The Coliseum cinema had been threatened with closure
The future of a community cinema looks brighter after an appeal for support from local people.
Falling attendances had been threatening the Coliseum cinema in Porthmadog, which opened in 1931.
"We've managed to get the message out to local people in particular, that if they don't use it the place will close," said one of the voluntary directors Emyr Williams.
He said that there had been a turnaround since the summer.
Built by local entrepreneur Capt.
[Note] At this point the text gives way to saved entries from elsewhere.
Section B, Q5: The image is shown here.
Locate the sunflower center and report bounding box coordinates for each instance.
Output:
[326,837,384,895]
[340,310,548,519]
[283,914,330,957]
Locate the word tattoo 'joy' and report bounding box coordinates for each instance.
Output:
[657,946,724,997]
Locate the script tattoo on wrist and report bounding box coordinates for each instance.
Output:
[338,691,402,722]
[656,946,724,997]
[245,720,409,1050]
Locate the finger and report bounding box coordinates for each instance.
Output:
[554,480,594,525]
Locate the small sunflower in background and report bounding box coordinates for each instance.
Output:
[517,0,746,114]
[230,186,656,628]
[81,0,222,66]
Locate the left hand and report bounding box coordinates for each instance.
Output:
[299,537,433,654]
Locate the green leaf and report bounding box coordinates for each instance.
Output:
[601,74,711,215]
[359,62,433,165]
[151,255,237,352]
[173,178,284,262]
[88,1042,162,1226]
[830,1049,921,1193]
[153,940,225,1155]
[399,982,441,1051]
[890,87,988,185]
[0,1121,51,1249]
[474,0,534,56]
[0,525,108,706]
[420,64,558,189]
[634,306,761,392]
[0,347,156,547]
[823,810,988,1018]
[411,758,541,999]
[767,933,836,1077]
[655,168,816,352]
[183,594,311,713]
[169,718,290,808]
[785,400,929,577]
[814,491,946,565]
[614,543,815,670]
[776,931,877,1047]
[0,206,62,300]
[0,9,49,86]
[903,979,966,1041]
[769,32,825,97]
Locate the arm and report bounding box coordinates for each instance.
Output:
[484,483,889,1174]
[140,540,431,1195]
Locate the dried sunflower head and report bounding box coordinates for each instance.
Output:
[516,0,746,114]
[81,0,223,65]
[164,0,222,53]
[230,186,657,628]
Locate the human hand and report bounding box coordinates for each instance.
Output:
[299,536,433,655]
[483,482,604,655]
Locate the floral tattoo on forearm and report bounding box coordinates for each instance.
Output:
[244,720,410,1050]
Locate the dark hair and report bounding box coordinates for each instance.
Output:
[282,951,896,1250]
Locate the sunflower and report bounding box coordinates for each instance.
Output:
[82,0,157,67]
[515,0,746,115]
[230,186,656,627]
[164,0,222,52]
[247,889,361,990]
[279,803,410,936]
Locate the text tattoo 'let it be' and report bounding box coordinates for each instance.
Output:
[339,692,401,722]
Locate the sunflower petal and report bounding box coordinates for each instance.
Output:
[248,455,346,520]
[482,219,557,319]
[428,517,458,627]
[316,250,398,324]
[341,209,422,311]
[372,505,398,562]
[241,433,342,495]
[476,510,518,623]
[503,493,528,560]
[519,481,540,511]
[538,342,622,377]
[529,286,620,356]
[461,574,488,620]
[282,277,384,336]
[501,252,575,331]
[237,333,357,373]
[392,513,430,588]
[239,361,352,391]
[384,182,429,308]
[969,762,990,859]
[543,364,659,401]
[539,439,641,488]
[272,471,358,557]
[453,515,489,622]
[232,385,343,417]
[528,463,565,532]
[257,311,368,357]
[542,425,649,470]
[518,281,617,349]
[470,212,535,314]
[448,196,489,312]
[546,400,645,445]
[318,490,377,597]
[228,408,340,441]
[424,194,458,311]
W E Pritchard, the Coliseum was saved from closure by local people 20 years ago and it retains many of its original features..
"Over the past three to four years we realised we were not making money, in fact we were losing it," said Mr Williams.
"By the middle of the summer things looked bleak and we thought we might have to close.
"But luckily some good films came out and we took a chance and showed them and had queues outside," he added.
Tourists who use the cinema are seen as "icing on the cake" but the cinema relies on the support of local people.
"We've managed to get the message over to local people in particular, if you don't use the place it will close," said Mr Williams.
Jill Williams from Llan Ffestiniog, said: "It would be a shame if it closed, it's the type of cinema I used to go to when I was a girl, and they seem to get a lot of good block busters really quickly".
Voluntary director Emyr Williams wants continued local support
Vivien Emmerson from Trefor added: "It's such a lovely cinema although it needs refurbishment.
"This type of thing is very important to the community, it's something we should want to retain. How boring it would be if we just went to get a video out."
Some work has been done to freshen up the cinema with staff giving up their spare time to repaint the interior.
Local businesses have also rallied round. A supermarket supports publicity leaflets, a local darts team as well as a charity trust have donated money and a local DIY shop donated paint for the redecoration.
Mr Williams said he was still looking for more support.
'Old fashioned atmosphere'
"There is a reserve now and it will enable us to continue," he said.
"But we are faced with constant expenditure the whole time. A bulb for the projection room costs £300 for instance, there is something all the time.
"The whole area is waking up to the need to keep this place going however, we're now having people who used to come here as children, so they are coming back.
"Hopefully this is because we are different. It's because they want to see a film in an old fashioned atmosphere.
"We intend to keep it going for as long as possible, if we get the support of the local community."